Имре Давид, сделав вид, будто хочет взять свой стакан, наклонился и схватил со столика блокнот Вебера. Журналист запротестовал было, но Имре его успокоил:
— Я только взгляну. Вы же ходили без моего разрешения по цехам. А теперь я хочу заглянуть в вашу лабораторию. Спокойно, друг мой, не надо волноваться. Я только посмотрю, сколько информации вы собрали о «живом трупе». И от кого. — Он с трудом разбирал неровный почерк Вебера и все же сразу заметил несколько имен. Тут были высказывания тети Ирмы, Зоннтага, Фекете, Ирен Ауэрбах, Колесара, Хази. Многое он не смог разобрать, потому что записи делались наспех. На одной из страниц он с удивлением обнаружил фамилию Анико Хайду. Сумел прочесть, что, по ее словам, Зала давно за ней приударяет, неоднократно склонял ее к сожительству… Дальше опять шла неразборчивая скоропись. Затем в глаза Имре бросилась подчеркнутая фраза: «Да, конечно, если надо, я под присягой подтвержу, что он меня ударил…» Ниже стояла дата: 15 марта 1970 года… Имре взглянул на побледневшего журналиста:
— Вы не перепутали дату? Может, вы имели в виду март пятидесятого года?
— Почему?
— Потому что тогда были в моде подобные провокации, — сказал Имре, бросив блокнот на стол. — И вот что я вам скажу. Возможно, это самая паршивая фабрика в нашем паршивом уезде. И возможно, вам действительно нет равных в охоте на зубров. Но зарубите себе на носу: здесь, на этой фабрике, работают люди, понимаете, люди, а не живые трупы. А сейчас пошел вон, мерзавец!

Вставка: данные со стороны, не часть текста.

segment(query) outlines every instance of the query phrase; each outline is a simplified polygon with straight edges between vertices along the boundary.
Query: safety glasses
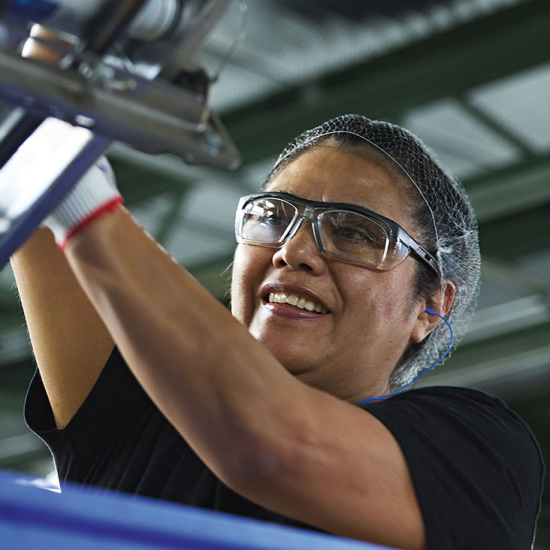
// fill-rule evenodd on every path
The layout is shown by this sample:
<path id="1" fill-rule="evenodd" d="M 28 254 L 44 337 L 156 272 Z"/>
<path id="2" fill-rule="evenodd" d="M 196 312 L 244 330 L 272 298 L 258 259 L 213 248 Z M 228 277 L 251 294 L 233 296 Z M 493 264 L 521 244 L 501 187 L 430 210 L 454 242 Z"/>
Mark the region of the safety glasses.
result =
<path id="1" fill-rule="evenodd" d="M 399 224 L 354 204 L 316 202 L 288 193 L 242 197 L 235 219 L 237 242 L 281 248 L 305 220 L 319 251 L 344 262 L 388 271 L 409 255 L 441 277 L 436 259 Z"/>

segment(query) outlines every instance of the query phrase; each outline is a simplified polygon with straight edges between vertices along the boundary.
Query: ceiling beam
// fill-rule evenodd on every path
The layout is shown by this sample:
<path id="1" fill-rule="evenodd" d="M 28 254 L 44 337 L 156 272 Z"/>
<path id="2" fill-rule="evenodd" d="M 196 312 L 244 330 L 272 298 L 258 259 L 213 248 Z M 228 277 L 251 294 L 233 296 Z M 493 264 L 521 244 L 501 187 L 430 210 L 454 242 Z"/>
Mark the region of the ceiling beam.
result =
<path id="1" fill-rule="evenodd" d="M 247 104 L 225 113 L 224 124 L 250 162 L 275 155 L 304 129 L 345 112 L 399 121 L 417 105 L 462 97 L 474 87 L 547 62 L 549 28 L 547 0 L 523 2 Z M 307 99 L 311 86 L 315 100 Z"/>

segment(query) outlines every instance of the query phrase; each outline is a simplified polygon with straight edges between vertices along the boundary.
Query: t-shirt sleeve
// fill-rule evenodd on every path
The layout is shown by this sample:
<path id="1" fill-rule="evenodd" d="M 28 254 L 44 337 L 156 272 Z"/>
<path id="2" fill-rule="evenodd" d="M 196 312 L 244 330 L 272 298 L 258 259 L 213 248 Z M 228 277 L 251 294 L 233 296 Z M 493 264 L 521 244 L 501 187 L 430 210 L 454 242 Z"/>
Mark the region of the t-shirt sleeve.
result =
<path id="1" fill-rule="evenodd" d="M 90 394 L 62 430 L 55 425 L 37 370 L 27 392 L 25 420 L 50 448 L 61 483 L 93 484 L 105 477 L 117 442 L 139 432 L 154 408 L 115 348 Z"/>
<path id="2" fill-rule="evenodd" d="M 403 450 L 430 550 L 531 548 L 544 467 L 531 431 L 502 401 L 438 387 L 364 408 Z"/>

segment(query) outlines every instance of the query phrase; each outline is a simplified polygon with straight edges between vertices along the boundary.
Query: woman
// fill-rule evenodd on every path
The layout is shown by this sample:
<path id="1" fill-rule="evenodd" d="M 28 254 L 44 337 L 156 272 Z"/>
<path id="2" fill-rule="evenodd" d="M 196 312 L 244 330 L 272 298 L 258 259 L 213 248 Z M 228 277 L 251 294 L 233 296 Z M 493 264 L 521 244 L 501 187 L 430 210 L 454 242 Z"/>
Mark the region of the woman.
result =
<path id="1" fill-rule="evenodd" d="M 103 169 L 48 222 L 64 253 L 40 233 L 13 261 L 27 418 L 62 481 L 398 548 L 529 547 L 523 422 L 472 390 L 393 393 L 445 353 L 443 316 L 464 332 L 479 280 L 464 191 L 418 140 L 349 115 L 291 142 L 240 203 L 233 315 Z"/>

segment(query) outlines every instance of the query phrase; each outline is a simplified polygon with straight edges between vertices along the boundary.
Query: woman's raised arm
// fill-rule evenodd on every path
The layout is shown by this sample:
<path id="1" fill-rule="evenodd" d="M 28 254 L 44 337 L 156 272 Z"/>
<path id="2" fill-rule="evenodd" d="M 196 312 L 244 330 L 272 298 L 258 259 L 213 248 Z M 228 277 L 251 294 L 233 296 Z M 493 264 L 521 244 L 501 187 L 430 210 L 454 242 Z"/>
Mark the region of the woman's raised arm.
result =
<path id="1" fill-rule="evenodd" d="M 113 339 L 49 229 L 37 230 L 11 265 L 36 362 L 63 428 L 99 377 Z"/>

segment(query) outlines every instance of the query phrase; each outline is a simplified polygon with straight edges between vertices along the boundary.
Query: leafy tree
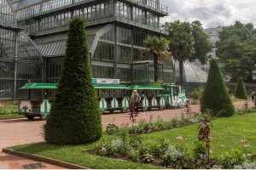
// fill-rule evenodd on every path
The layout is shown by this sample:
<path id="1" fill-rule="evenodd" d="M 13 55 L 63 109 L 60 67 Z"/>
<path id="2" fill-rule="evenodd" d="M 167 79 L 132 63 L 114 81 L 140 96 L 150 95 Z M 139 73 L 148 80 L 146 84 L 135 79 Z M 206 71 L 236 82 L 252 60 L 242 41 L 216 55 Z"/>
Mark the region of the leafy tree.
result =
<path id="1" fill-rule="evenodd" d="M 147 50 L 143 51 L 143 58 L 149 59 L 153 55 L 154 82 L 158 82 L 158 61 L 165 60 L 171 55 L 167 50 L 169 41 L 166 38 L 159 39 L 156 37 L 148 37 L 144 41 L 144 44 Z"/>
<path id="2" fill-rule="evenodd" d="M 210 62 L 208 79 L 201 104 L 201 112 L 211 110 L 214 116 L 230 116 L 235 111 L 220 68 L 215 60 Z"/>
<path id="3" fill-rule="evenodd" d="M 102 136 L 102 120 L 91 82 L 85 24 L 71 23 L 66 57 L 55 102 L 44 126 L 45 140 L 62 144 L 84 144 Z"/>
<path id="4" fill-rule="evenodd" d="M 166 22 L 163 26 L 168 32 L 168 39 L 171 41 L 169 48 L 175 60 L 179 63 L 179 83 L 183 84 L 183 62 L 195 52 L 194 37 L 192 29 L 189 22 L 175 20 Z"/>
<path id="5" fill-rule="evenodd" d="M 209 36 L 203 31 L 201 23 L 195 20 L 191 23 L 192 35 L 194 37 L 195 54 L 189 58 L 189 60 L 198 59 L 201 63 L 205 64 L 213 45 L 208 40 Z"/>
<path id="6" fill-rule="evenodd" d="M 238 79 L 238 83 L 237 83 L 237 86 L 236 88 L 235 96 L 241 99 L 247 99 L 247 90 L 244 87 L 242 78 L 241 78 L 241 77 Z"/>
<path id="7" fill-rule="evenodd" d="M 231 76 L 231 82 L 242 77 L 247 82 L 251 82 L 256 64 L 256 30 L 253 25 L 236 21 L 234 26 L 224 27 L 216 45 L 224 72 Z"/>

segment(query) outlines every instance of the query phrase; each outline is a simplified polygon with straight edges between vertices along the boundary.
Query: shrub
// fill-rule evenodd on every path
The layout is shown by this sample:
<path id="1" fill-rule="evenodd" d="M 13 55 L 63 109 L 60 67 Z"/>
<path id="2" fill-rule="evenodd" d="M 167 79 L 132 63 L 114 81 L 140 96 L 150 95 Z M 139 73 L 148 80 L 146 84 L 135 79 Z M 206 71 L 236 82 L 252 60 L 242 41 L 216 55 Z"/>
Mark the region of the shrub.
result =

Лицо Вебера покрылось пятнами, он попытался протестовать, но Имре Давид уже потерял терпение:
— Вон отсюда, сукин сын! Чтоб я тебя здесь больше не видел!
Вебер поспешно ретировался.
23
Ирен остановила машину у здания уездного совета и поднялась к мужу. Было пять минут двенадцатого. Она по-приятельски расцеловалась с поднявшейся навстречу секретаршей Ауэрбаха Верой и прошла в кабинет.
Ауэрбах удивился, увидев жену. Мучимый дурными предчувствиями, он вышел из-за стола и с беспокойством спросил, что случилось, ведь они еще утром договорились, что Ирен позвонит ему с фабрики. Да, да, ответила Ирен, все правильно, но на фабрике появился журналист Вебер, который собирает материалы о Миклоше Зале, и она решила проехать к Ференцу Давиду, узнать, с чего это вдруг газета заинтересовалась Залой.
— Ну и как, узнала?
— Да, оказывается, в редакцию постоянно приходят анонимки, и Ференц Давид решил, наконец, разобраться в этом деле.
— С Имре ты еще не разговаривала?
— Пока нет. Хотелось бы, чтоб ты тоже при этом присутствовал как член уездного комитета партии. Я вызову Залу — пусть при всех расскажет о своих делишках. Так что приходи к часу дня.
Расставшись с мужем, Ирен отправилась на фабрику. В кабинете парткома ее ждал Зоннтаг.
— Вы уже обедали, дядя Пали?
— Нет. Я тебя жду здесь с одиннадцати часов.
— Хорошо, старина. Сходите пока пообедайте и возвращайтесь к часу.
Старик ушел. Через некоторое время Ирен тоже спустилась в столовую. Там ее и увидела Шара Хази. Они сели за один столик.
— Скажи, Ирен, а не будет теперь скандала из-за Вебера?
Ирен вытерла бумажной салфеткой ложку, вилку и нож и принялась за томатный суп.
— А что случилось с Вебером? — спросила она.
— Как, ты не знаешь?
— Что я должна знать? — Ирен покосилась на золовку. Шаре не понравился суп, она отодвинула тарелку и взялась за второе. Савойская капуста явно пришлась ей по вкусу, потому что она отложила вилку и стала есть ложкой. С набитым ртом прошамкала:
— Имре выгнал Вебера. Наорал на него и выставил из кабинета.
— Как? Из-за чего? — поразилась Ирен.
— Представь себе, из-за Миклоша Залы. Имре совсем спятил. Знаешь, мне с самого начала все это не понравилось, когда Зала написал ему из Пешта, что хочет переехать сюда. Имре тогда расчувствовался, никого и слушать не стал, велел мне оформить его без разговоров.